# M1400, wacom pen and Xorg 1.5 with HAL [SOLVED]

## Jamesbch

Hello here,

I upgraded my (old) Motion M1400 (Tablet PC) with Xorg 1.5 etc... and needed to configure it with new .fdi files. I tried the migration guide but it failed to have my wacom pen working. At the moment I still have my old xorg.conf file to have it working so I would like to have it recognized automatically. What should I do ? Tried http://wiki.archlinux.org/index.php/Wacom_Tablet didn't work for me.

Thank you in advance.

----------

## Jamesbch

Bump, please help me. I use this as my xorg.conf :

 *Quote:*   

> Section "ServerLayout"
> 
>         Identifier     "Layout0"
> 
>         Screen      0  "Screen0" 0 0
> ...

 

How should I generate a correct fdi please ?

I'm using x11-drivers/linuxwacom-0.8.2, x11-base/xorg-server-1.5.3-r6, gentoo-sources 2.6.25-gentoo-r7 (upgraded to .30-r6 with some acpi problems)

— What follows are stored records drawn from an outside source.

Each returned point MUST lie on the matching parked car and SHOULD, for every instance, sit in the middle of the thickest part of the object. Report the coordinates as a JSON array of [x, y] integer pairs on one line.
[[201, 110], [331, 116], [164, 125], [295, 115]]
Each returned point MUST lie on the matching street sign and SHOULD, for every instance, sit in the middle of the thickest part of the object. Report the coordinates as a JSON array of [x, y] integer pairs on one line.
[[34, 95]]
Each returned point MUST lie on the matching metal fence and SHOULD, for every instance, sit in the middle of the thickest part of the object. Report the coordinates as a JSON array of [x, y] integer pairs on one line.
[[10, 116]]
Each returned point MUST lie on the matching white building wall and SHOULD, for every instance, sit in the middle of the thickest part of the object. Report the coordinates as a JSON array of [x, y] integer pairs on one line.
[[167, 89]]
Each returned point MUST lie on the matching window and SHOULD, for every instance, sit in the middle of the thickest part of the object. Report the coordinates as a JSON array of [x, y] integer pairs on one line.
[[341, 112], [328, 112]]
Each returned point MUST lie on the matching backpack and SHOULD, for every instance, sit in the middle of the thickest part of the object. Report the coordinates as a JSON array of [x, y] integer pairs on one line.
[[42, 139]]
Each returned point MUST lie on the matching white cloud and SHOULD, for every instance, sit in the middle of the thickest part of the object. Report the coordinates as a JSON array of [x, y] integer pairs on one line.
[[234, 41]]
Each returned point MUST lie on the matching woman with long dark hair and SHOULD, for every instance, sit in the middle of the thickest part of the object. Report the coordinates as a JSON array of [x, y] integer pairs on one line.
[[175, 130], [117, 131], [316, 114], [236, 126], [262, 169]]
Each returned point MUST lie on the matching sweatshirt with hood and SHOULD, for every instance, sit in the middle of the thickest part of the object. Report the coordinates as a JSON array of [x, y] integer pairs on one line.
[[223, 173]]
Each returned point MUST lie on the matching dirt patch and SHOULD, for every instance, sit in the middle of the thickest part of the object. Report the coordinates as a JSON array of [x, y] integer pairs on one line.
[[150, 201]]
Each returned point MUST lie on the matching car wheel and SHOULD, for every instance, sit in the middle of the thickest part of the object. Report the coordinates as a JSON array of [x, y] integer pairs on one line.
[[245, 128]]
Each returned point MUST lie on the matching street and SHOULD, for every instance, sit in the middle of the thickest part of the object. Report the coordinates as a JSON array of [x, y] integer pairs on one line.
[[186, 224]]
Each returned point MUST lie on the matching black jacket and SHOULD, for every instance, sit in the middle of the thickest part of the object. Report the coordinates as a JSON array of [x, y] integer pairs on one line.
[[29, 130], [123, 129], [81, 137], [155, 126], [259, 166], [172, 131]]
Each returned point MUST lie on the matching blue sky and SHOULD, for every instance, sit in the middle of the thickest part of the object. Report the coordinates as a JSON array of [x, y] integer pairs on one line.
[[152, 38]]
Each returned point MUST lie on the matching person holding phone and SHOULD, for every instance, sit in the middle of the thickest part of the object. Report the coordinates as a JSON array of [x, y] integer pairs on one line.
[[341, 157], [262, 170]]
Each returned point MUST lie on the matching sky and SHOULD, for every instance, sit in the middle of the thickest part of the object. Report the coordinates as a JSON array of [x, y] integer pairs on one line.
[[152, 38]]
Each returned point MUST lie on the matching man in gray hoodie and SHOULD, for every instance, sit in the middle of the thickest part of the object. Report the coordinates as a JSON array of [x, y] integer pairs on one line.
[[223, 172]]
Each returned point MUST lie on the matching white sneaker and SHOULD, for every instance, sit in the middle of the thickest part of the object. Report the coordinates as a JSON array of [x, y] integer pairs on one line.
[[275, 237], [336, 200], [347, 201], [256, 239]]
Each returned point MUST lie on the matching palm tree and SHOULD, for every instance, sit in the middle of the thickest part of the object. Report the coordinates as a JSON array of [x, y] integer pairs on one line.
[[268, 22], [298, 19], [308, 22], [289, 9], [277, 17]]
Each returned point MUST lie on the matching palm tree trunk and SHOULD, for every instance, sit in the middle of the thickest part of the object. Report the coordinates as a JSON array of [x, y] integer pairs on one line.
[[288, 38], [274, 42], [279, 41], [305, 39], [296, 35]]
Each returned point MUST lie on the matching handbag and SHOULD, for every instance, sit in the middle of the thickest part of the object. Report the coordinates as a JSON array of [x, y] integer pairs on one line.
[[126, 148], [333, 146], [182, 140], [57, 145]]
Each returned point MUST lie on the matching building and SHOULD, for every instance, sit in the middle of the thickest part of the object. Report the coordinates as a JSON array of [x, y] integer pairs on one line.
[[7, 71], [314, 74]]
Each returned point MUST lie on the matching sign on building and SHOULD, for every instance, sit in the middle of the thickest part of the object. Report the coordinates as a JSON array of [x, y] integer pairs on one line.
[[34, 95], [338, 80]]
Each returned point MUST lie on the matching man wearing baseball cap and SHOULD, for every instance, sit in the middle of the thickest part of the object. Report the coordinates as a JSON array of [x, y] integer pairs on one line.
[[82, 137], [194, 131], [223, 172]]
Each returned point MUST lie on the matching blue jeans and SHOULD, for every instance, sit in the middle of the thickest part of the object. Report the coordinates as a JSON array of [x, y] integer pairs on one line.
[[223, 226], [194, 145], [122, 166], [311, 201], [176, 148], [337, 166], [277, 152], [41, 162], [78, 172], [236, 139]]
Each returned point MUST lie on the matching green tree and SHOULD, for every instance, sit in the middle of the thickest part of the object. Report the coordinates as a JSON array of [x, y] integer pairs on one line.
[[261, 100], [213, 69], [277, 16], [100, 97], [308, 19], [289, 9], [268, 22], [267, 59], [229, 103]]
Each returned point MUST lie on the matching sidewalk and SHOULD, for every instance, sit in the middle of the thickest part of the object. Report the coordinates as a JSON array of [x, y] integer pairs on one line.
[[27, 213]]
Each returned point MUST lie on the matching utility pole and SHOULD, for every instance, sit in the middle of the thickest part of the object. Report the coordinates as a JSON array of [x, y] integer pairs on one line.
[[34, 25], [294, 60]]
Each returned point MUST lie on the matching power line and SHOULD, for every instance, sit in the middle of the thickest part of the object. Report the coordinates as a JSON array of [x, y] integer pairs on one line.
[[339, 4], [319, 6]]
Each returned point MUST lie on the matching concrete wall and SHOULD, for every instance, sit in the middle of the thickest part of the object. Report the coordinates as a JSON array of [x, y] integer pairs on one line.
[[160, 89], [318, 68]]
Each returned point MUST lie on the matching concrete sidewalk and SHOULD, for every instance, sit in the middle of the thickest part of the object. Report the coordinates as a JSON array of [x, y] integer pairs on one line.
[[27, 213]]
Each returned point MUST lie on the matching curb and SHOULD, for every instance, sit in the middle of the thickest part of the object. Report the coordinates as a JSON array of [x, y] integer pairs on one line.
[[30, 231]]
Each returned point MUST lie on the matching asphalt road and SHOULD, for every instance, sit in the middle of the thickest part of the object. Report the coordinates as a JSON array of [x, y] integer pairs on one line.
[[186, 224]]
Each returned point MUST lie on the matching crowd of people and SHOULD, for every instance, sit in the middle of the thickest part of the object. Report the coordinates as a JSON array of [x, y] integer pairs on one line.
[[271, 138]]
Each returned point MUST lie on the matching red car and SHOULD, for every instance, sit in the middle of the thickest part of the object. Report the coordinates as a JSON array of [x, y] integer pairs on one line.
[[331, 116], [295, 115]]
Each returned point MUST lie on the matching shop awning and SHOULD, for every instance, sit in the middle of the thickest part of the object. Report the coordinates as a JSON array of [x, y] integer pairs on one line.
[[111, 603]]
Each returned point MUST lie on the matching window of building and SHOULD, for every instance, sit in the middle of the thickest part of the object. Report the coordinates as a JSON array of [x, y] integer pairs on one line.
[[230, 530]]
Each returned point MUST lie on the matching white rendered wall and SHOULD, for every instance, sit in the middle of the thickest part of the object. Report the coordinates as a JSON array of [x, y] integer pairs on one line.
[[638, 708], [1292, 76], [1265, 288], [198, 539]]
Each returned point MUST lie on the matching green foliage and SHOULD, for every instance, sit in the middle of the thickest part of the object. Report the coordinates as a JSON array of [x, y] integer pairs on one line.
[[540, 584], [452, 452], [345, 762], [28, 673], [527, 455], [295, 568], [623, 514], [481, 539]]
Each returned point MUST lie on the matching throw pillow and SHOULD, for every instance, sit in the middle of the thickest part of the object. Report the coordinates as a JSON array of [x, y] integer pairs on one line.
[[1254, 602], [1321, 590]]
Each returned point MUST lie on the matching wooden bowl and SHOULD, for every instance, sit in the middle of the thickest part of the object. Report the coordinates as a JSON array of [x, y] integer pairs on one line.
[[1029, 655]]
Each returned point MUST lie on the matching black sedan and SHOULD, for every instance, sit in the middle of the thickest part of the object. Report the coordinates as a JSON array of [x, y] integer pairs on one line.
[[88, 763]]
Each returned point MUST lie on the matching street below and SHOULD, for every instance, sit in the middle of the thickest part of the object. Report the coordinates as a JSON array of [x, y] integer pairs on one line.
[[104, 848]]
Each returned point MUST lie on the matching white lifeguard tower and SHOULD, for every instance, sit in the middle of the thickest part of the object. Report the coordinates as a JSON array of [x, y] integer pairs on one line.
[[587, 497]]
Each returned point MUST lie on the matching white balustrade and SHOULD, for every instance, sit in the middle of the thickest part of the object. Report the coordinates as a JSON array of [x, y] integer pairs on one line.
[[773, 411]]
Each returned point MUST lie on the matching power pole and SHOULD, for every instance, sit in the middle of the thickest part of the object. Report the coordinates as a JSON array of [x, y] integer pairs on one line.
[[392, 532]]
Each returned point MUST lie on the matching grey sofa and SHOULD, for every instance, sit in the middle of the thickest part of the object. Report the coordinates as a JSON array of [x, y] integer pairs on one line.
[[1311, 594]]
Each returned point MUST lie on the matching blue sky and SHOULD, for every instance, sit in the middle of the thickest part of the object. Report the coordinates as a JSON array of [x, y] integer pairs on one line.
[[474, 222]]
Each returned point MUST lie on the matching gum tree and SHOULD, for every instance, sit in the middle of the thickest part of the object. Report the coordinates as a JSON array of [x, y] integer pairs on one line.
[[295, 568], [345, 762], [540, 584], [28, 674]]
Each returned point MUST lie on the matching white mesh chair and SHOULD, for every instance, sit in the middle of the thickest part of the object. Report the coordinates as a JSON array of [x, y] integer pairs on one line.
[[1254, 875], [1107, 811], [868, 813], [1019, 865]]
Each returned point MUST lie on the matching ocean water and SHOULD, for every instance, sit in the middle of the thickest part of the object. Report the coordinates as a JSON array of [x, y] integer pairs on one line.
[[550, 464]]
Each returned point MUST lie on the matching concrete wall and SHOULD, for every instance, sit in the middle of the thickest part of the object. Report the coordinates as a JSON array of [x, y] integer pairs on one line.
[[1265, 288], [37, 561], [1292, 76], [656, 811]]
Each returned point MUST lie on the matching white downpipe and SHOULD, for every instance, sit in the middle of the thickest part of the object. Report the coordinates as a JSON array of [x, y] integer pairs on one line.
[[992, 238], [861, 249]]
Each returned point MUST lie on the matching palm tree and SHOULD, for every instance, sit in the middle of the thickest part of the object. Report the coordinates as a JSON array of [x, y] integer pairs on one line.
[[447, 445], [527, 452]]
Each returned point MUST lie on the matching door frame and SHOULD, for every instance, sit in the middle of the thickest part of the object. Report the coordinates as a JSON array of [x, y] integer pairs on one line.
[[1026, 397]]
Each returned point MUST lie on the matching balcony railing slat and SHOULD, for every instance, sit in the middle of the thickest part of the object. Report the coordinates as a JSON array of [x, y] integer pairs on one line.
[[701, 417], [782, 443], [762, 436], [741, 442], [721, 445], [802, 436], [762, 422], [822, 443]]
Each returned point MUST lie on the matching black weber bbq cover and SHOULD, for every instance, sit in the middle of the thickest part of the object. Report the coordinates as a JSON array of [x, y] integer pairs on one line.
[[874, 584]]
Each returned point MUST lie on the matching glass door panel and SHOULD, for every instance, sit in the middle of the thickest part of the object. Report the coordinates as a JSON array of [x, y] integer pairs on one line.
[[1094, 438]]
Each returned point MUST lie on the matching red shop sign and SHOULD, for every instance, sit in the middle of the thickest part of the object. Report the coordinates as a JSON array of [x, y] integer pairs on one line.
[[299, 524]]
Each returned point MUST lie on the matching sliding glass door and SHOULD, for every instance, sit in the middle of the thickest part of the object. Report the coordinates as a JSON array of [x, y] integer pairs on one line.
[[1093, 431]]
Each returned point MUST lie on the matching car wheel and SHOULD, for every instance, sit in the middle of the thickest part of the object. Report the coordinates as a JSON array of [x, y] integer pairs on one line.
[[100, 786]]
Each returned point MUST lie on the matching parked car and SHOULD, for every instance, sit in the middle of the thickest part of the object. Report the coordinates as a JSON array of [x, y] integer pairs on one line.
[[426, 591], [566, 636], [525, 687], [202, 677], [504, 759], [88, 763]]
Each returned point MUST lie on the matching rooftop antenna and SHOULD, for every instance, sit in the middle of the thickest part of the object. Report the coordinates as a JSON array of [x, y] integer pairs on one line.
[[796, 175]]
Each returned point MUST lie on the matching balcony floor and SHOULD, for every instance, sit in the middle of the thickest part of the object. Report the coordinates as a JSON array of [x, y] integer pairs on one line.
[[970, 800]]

EDIT: Here is my lshal for my wacom pen :

 *Quote:*   

> udi = '/org/freedesktop/Hal/devices/pnp_WACf004'
> 
>   info.capabilities = {'input', 'input.tablet', 'input.tablet.tabletPC'} (string list)
> 
>   info.linux.driver = 'serial'  (string)
> ...

 

Does it help ?

----------

## Jamesbch

It's working with the latest xorg-server-1.6.xx and wacom drivers ! There is a .fdi installed in /usr/share/hal/fdi/policy/20thirdparty/10-linuxwacom.fdi

I hope it'll help someone.

----------